Il est présentement 9:15pm, est la liste est déjà longue pour succéder à Dion. Les noms évidents sortent, notamment Michael Ignatieff, Bob Rae, Justin Trudeau. Ignatieff et Rae se passent tous deux de commentaires; ils sont deux hommes très charismatiques, qui ont tous deux leurs forces et leurs faiblesses. Justin Trudeau, quant à lui, est encore très jeune, et il est un député nouvellement élu. Malgré qu'on l'aille vu auprès de Dion pendant la moitié de la campagne électorale, il est à douter que Justin Trudeau aille se tirer dans le pied en se présentant à la chefferie, car, le pire, c'est qu'il gagnerait.

D'autres noms moins.... criants, si on peut utiliser l'expression, font, ou refont surface. On parle notamment de John Manley, Martin Cauchon, Denis Coderre (qui, contrairement à ses collègues, n'a démontré aucune retenue et à dire, tout bonnement, que ca l'intéressait), et un certain Dominic Leblanc sont déjà ou seraient bientôt en ligne pour le poste de Chef du Parti Libéral.

Attention à celui qui se présente, car, un faux pas, et c'est le gouffre. Stéphane Dion nous l'a montré. Le pauvre a été victime d'un sacrifice politique. Mangé par les lions. Il faut dire qu'il a fait une gagure assez élevé; redresser un parti, s'écroulant sous les dettes et les allégations de fraudes.

Bref, le prochain candidat, ou la prochaine candidate, y joue sa carrière. Le Parti Libéral va devoir jouer le tout pour tout dans les prochaines élections, si celui-ci ne veut pas retrouver un scénario de 1992, sauf que là, ce sont les libéraux qui ont deux sièges.

mercredi 15 octobre 2008

Élection bonne-à-rien

Merci au Canada. 

Apparament, on aurait eu une élection pour rien. 
Du moins, si vous n'êtes pas conservateur, rien n'a changé. Du moins, c'est ce que plusieurs pensent.

Faux. Archi-faux. 

Premièrement, il faut savoir que les conservateurs ont consolidé leur minorité. Sont-ils à l'abri de tout; non. Mais leur minorité n'est plus là même. De façon non-officielle, Élections Canada rapporte que le PCC a remporté 143 dans l'élection d'hier, à douze sièges de former un gouvernement majoritaire. 

Hors, au parlement canadien, 12 voix en chambre des communes, c'est rien. Le PCC a déjà l'appui des deux députés indépendants. De là, il n'a besoin que de l'appui d'un autre parti d'opposition, quelquonque, pour faire sa loi. 

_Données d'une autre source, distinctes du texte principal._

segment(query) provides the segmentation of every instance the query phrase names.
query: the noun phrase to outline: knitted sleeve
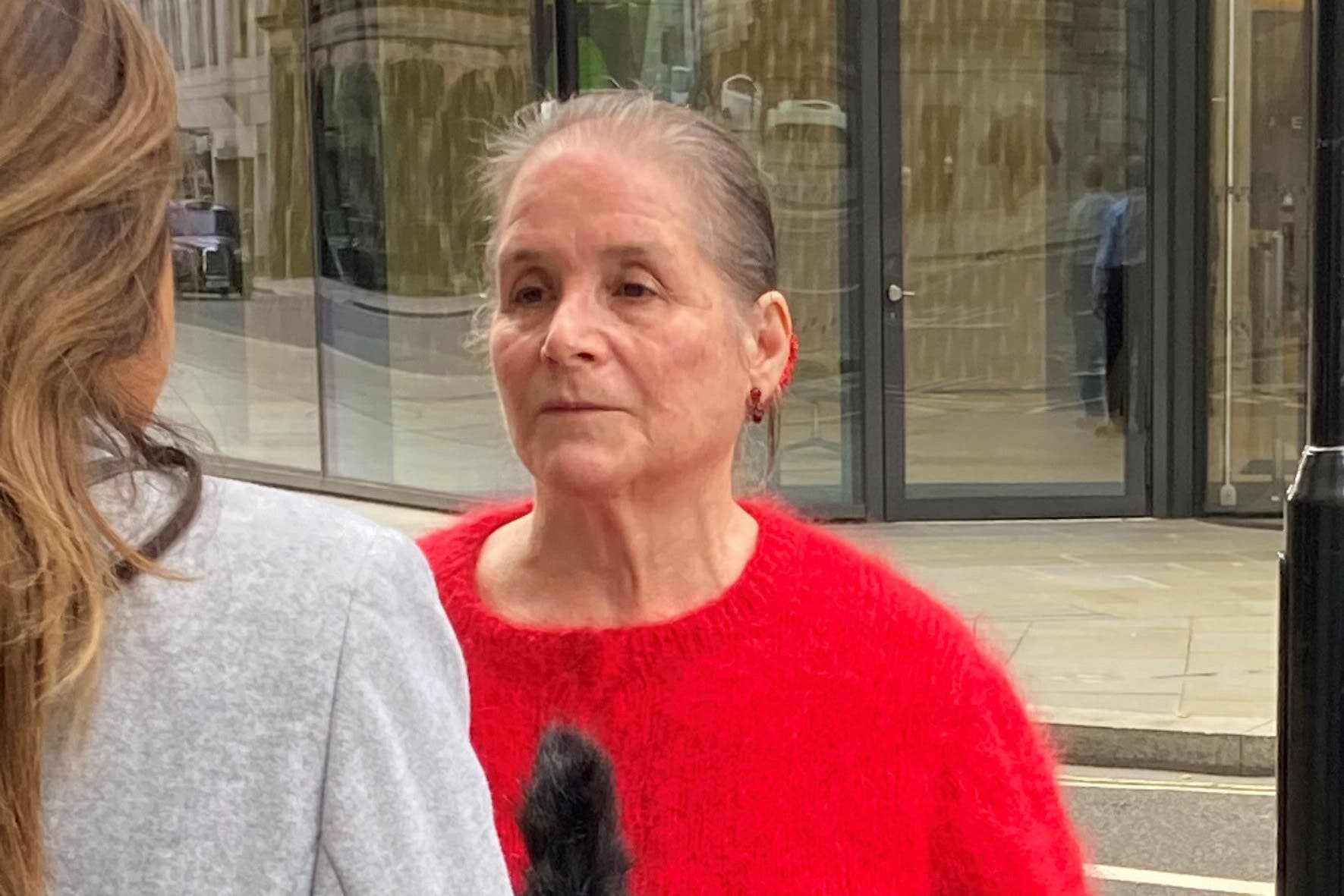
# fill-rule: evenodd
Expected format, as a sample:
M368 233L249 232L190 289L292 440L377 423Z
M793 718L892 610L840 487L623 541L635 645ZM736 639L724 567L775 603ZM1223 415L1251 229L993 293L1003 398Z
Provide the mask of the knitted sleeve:
M1082 850L1044 739L1003 669L966 635L945 707L933 832L938 896L1082 896Z

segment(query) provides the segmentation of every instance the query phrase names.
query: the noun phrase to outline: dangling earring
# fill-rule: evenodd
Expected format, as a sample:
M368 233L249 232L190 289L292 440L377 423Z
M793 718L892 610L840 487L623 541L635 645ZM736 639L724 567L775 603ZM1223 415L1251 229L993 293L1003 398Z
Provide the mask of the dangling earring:
M765 419L765 402L761 399L761 390L755 386L747 392L747 412L751 415L753 423L759 423Z

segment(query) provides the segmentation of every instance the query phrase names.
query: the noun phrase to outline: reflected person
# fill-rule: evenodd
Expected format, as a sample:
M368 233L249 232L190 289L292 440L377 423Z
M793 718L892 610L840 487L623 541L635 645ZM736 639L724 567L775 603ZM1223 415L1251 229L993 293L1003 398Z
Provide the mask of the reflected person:
M1097 249L1106 230L1106 215L1116 197L1103 188L1105 171L1095 156L1083 161L1083 195L1068 210L1068 243L1063 261L1067 290L1064 313L1074 333L1074 376L1085 422L1095 426L1105 416L1102 371L1105 369L1105 334L1095 316L1093 266Z
M423 557L203 477L173 70L124 0L0 4L0 892L504 896Z
M1097 317L1106 336L1107 423L1098 435L1121 437L1130 403L1129 317L1141 304L1148 277L1148 176L1141 156L1125 164L1125 195L1106 212L1097 261L1093 265L1093 294Z
M646 94L581 95L526 113L485 175L485 336L535 497L422 548L512 872L560 720L612 754L641 896L1086 892L1047 747L970 630L734 492L796 355L741 145Z

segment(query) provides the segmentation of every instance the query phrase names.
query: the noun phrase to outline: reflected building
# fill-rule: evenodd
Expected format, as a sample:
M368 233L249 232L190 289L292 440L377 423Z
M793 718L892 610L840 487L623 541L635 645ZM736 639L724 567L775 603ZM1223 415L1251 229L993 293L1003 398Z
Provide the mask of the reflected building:
M472 168L563 64L581 91L640 86L716 117L765 172L802 343L769 482L788 498L882 519L1282 498L1301 443L1305 0L138 5L180 74L179 203L196 210L179 215L164 410L223 472L448 506L527 488L468 348ZM1107 320L1087 271L1125 196L1148 216L1145 263Z

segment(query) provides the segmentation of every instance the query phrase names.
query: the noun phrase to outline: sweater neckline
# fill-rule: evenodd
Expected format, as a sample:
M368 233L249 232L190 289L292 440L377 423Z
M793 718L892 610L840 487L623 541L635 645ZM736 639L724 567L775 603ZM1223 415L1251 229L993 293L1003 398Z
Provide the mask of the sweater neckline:
M453 594L444 595L445 602L464 638L491 642L496 649L488 653L509 657L511 664L538 662L551 668L560 664L582 674L591 662L657 664L677 654L695 654L754 630L781 596L781 555L788 552L789 517L766 501L739 504L757 521L751 556L726 590L680 617L612 629L550 627L512 622L491 610L476 578L481 551L500 527L531 512L531 500L477 510L460 524L461 549L454 552L456 568L446 570L445 576L454 587Z

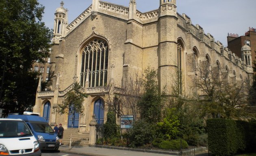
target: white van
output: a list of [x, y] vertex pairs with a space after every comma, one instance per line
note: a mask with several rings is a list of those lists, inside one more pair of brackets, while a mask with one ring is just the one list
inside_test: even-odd
[[39, 143], [21, 119], [0, 119], [0, 156], [41, 156]]

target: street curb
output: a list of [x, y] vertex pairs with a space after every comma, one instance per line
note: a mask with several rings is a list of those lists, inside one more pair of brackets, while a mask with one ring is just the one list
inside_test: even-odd
[[99, 148], [107, 148], [107, 149], [109, 149], [119, 150], [123, 150], [135, 151], [135, 152], [141, 152], [152, 153], [155, 153], [155, 154], [171, 154], [172, 155], [175, 155], [175, 156], [179, 156], [180, 154], [179, 152], [165, 151], [163, 150], [152, 150], [152, 149], [128, 148], [128, 147], [126, 147], [108, 146], [108, 145], [95, 145], [93, 146], [91, 146], [91, 147], [99, 147]]

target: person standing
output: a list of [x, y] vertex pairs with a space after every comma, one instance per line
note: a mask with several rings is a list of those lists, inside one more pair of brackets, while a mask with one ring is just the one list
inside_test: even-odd
[[59, 127], [59, 132], [58, 132], [58, 136], [59, 136], [59, 139], [60, 140], [60, 145], [61, 145], [61, 141], [62, 141], [62, 138], [63, 138], [63, 132], [64, 132], [64, 128], [62, 127], [62, 124], [60, 124]]
[[56, 134], [58, 135], [58, 133], [59, 132], [59, 128], [58, 128], [58, 124], [55, 124], [55, 126], [53, 128], [53, 132]]

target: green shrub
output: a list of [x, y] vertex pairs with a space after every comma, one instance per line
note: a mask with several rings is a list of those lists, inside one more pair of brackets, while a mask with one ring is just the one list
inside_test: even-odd
[[179, 133], [180, 121], [176, 110], [175, 108], [167, 109], [163, 121], [157, 123], [158, 132], [162, 134], [165, 139], [174, 139]]
[[249, 122], [249, 128], [247, 132], [246, 151], [256, 152], [256, 120], [254, 119]]
[[210, 119], [206, 121], [208, 144], [213, 155], [230, 156], [237, 151], [236, 124], [234, 120]]
[[205, 133], [199, 136], [197, 144], [200, 146], [208, 147], [208, 134]]
[[155, 147], [159, 148], [159, 144], [163, 141], [162, 138], [156, 138], [152, 142], [152, 145]]
[[189, 145], [184, 140], [176, 139], [164, 141], [159, 143], [159, 146], [163, 150], [179, 150], [181, 148], [187, 148]]
[[137, 121], [128, 131], [129, 146], [141, 147], [151, 143], [156, 137], [155, 126], [143, 120]]
[[115, 123], [114, 112], [108, 112], [107, 114], [107, 121], [104, 124], [104, 138], [105, 139], [116, 138], [119, 136], [119, 127]]

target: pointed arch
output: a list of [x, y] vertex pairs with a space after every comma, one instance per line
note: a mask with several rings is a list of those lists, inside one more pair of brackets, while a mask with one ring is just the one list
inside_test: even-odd
[[199, 60], [200, 54], [197, 48], [195, 46], [193, 47], [193, 50], [192, 65], [193, 70], [195, 71], [197, 68], [199, 66]]
[[107, 83], [108, 44], [102, 38], [94, 37], [84, 44], [79, 54], [80, 84], [83, 87], [103, 86]]
[[96, 99], [93, 104], [93, 114], [97, 123], [102, 124], [104, 123], [104, 113], [105, 104], [103, 100], [99, 98]]
[[50, 113], [51, 108], [51, 103], [50, 101], [46, 101], [43, 104], [43, 117], [49, 123], [50, 121]]

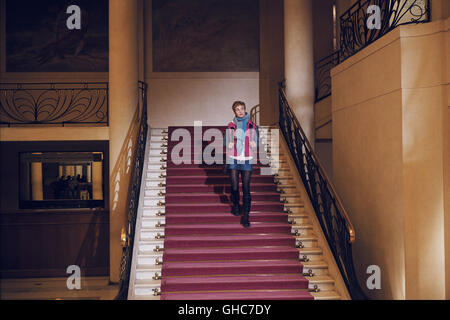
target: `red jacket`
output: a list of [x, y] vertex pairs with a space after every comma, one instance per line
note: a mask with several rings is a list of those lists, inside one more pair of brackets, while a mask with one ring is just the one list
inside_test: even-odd
[[[250, 120], [247, 121], [247, 127], [245, 129], [245, 145], [244, 145], [244, 156], [248, 157], [254, 157], [254, 152], [252, 148], [250, 147], [249, 141], [255, 141], [258, 143], [258, 134], [257, 134], [257, 126]], [[256, 137], [255, 137], [256, 136]], [[228, 123], [228, 129], [227, 129], [227, 156], [237, 156], [237, 149], [236, 149], [236, 124], [234, 122]], [[228, 144], [233, 141], [234, 145], [232, 149], [228, 148]]]

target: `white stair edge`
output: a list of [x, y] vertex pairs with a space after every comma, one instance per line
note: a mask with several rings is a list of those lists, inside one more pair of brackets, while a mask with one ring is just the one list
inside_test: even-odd
[[[138, 255], [139, 253], [139, 243], [141, 241], [141, 229], [142, 229], [142, 219], [143, 219], [143, 211], [144, 211], [144, 199], [145, 199], [145, 189], [146, 189], [146, 181], [148, 170], [148, 163], [150, 161], [150, 144], [152, 142], [152, 134], [155, 134], [157, 131], [161, 132], [162, 130], [167, 130], [167, 128], [148, 128], [147, 131], [147, 141], [145, 145], [145, 154], [144, 154], [144, 163], [142, 170], [142, 180], [139, 191], [139, 201], [138, 201], [138, 210], [136, 217], [136, 227], [134, 233], [134, 245], [133, 245], [133, 254], [131, 261], [131, 270], [130, 270], [130, 282], [128, 286], [128, 300], [136, 300], [142, 297], [136, 296], [135, 294], [135, 286], [136, 286], [136, 271], [138, 268]], [[157, 136], [163, 134], [156, 134]], [[164, 232], [163, 232], [164, 233]], [[152, 299], [159, 300], [159, 296], [154, 296]]]

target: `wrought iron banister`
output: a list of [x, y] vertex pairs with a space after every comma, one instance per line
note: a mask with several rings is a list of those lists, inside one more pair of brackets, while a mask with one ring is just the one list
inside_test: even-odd
[[[368, 21], [374, 11], [380, 9], [380, 25]], [[340, 17], [341, 61], [375, 42], [400, 25], [431, 21], [430, 0], [360, 0]], [[375, 21], [375, 20], [374, 20]], [[370, 27], [369, 27], [369, 26]]]
[[107, 82], [0, 83], [0, 124], [108, 126]]
[[352, 299], [364, 299], [355, 274], [355, 229], [279, 84], [279, 126]]
[[139, 194], [142, 181], [142, 170], [144, 167], [145, 146], [147, 143], [147, 83], [139, 81], [139, 90], [142, 99], [141, 120], [139, 134], [135, 151], [135, 160], [131, 178], [131, 193], [128, 205], [128, 219], [125, 231], [125, 245], [122, 248], [120, 261], [119, 292], [115, 300], [126, 300], [130, 283], [131, 261], [133, 258], [134, 235], [136, 229], [136, 218], [139, 204]]

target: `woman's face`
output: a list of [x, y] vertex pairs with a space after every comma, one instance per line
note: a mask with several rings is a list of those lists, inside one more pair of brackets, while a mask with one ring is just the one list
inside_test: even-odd
[[236, 108], [234, 108], [234, 114], [238, 118], [242, 118], [245, 116], [245, 107], [243, 105], [238, 105]]

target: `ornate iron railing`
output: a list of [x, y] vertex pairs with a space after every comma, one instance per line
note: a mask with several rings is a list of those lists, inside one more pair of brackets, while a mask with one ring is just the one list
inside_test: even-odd
[[[370, 6], [380, 9], [379, 26], [371, 23], [370, 17], [375, 17], [376, 12], [368, 12]], [[339, 19], [339, 50], [315, 63], [316, 102], [331, 95], [333, 67], [400, 25], [429, 22], [430, 10], [430, 0], [360, 0], [351, 6]]]
[[353, 265], [353, 225], [279, 85], [279, 126], [352, 299], [367, 299]]
[[1, 83], [0, 124], [108, 126], [108, 83]]
[[339, 64], [339, 51], [333, 52], [331, 55], [317, 61], [314, 64], [314, 86], [315, 86], [315, 101], [319, 102], [322, 99], [331, 95], [331, 74], [330, 71], [334, 66]]
[[145, 146], [147, 143], [147, 84], [145, 82], [139, 81], [139, 89], [142, 99], [142, 116], [139, 127], [139, 135], [137, 137], [134, 168], [131, 178], [131, 193], [130, 202], [128, 205], [128, 220], [125, 234], [125, 245], [122, 248], [122, 258], [120, 261], [119, 292], [115, 297], [116, 300], [126, 300], [128, 297], [136, 218], [142, 181], [142, 170], [145, 161]]
[[[379, 8], [377, 26], [374, 15]], [[373, 7], [372, 7], [373, 8]], [[372, 18], [371, 18], [372, 17]], [[340, 17], [340, 58], [351, 57], [400, 25], [431, 20], [430, 0], [360, 0]]]

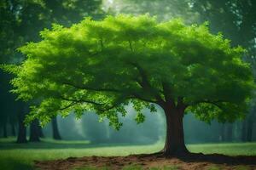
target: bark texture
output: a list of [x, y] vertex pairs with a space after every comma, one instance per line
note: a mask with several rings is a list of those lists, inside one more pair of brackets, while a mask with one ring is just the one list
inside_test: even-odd
[[53, 131], [53, 139], [56, 140], [61, 140], [61, 137], [60, 135], [57, 117], [54, 117], [51, 121], [52, 123], [52, 131]]
[[184, 155], [189, 151], [185, 146], [183, 109], [167, 107], [165, 109], [166, 118], [166, 139], [163, 152], [166, 156]]
[[30, 124], [29, 141], [30, 142], [40, 142], [40, 138], [39, 138], [39, 122], [38, 122], [38, 120], [34, 120]]
[[25, 119], [25, 106], [22, 105], [20, 108], [19, 113], [18, 113], [18, 122], [19, 122], [19, 127], [18, 127], [18, 136], [17, 136], [17, 143], [26, 143], [26, 128], [24, 124], [24, 119]]

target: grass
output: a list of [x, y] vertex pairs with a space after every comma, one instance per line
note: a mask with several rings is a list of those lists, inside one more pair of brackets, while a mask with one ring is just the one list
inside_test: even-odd
[[[1, 139], [0, 167], [1, 169], [6, 170], [29, 170], [32, 169], [34, 160], [55, 160], [86, 156], [128, 156], [153, 153], [160, 150], [162, 147], [163, 143], [150, 145], [96, 145], [91, 144], [88, 141], [55, 141], [51, 139], [44, 139], [41, 143], [19, 144], [15, 143], [15, 139]], [[188, 144], [188, 148], [192, 152], [206, 154], [256, 156], [256, 143]], [[127, 168], [129, 170], [129, 167]], [[175, 167], [172, 169], [174, 170]]]

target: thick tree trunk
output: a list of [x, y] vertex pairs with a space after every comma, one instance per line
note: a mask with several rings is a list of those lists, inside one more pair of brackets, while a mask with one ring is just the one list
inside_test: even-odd
[[247, 141], [252, 142], [253, 138], [253, 121], [247, 121]]
[[51, 121], [52, 123], [52, 131], [53, 131], [53, 139], [56, 140], [61, 140], [61, 137], [58, 129], [57, 117], [54, 117]]
[[34, 120], [30, 124], [30, 142], [40, 142], [39, 139], [39, 122], [38, 120]]
[[18, 127], [18, 136], [17, 136], [17, 143], [26, 143], [26, 128], [24, 125], [24, 118], [25, 118], [25, 113], [24, 109], [22, 108], [20, 110], [20, 113], [18, 114], [18, 122], [19, 122], [19, 127]]
[[164, 154], [166, 156], [188, 154], [183, 126], [183, 110], [167, 108], [165, 110], [165, 115], [166, 118], [166, 137], [163, 150]]
[[7, 123], [6, 123], [6, 122], [3, 122], [3, 138], [8, 138], [8, 135], [7, 135]]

Quel parti d'opposition est le plus susceptible de collaborer avec le PCC. J'avancerais sans hésiter le Bloc Québécois. Harper n'a qu'a brandir la reconnaisance de la nation québécoise pour avoir le Bloc à genoux. 

Si vous êtes Libéraux, votre parti a subit la pire déconfiture depuis Turner, et votre parti est au bord du déchirement. Génial. 
Si vous êtes néo-démocrates, c'est plus intéressant. Jack Layton a été capable de faire des gains importants, et il pourrait jouer un rôle capital dans un possible gouvernement de coalition (peut-être pas dans le 40e parlement, mais peut-être dans le 41e, qui sait...?)

Essayons-nous...

Essayons-nous à cette folie bloggiste, voulez-vous?

Est-ce que je m'attends à avoir des visiteurs; la réponse est simple, non. Je ne m'attends pas à publiciser ce blog. Ce n'est qu'un exercice de la pensée, où, bien sûr, je pense à voix haute. Je pense sur le monde qui m'entoure. Je réfléchit, j'exerce, je critique. 

Je réfléchit sur tout, et rien. La politique, le monde, le social. Et je critique. Dieu sait, et tout le monde sait, à quel point je chigne et je critique. Mais un jour, je compte bien tout changer.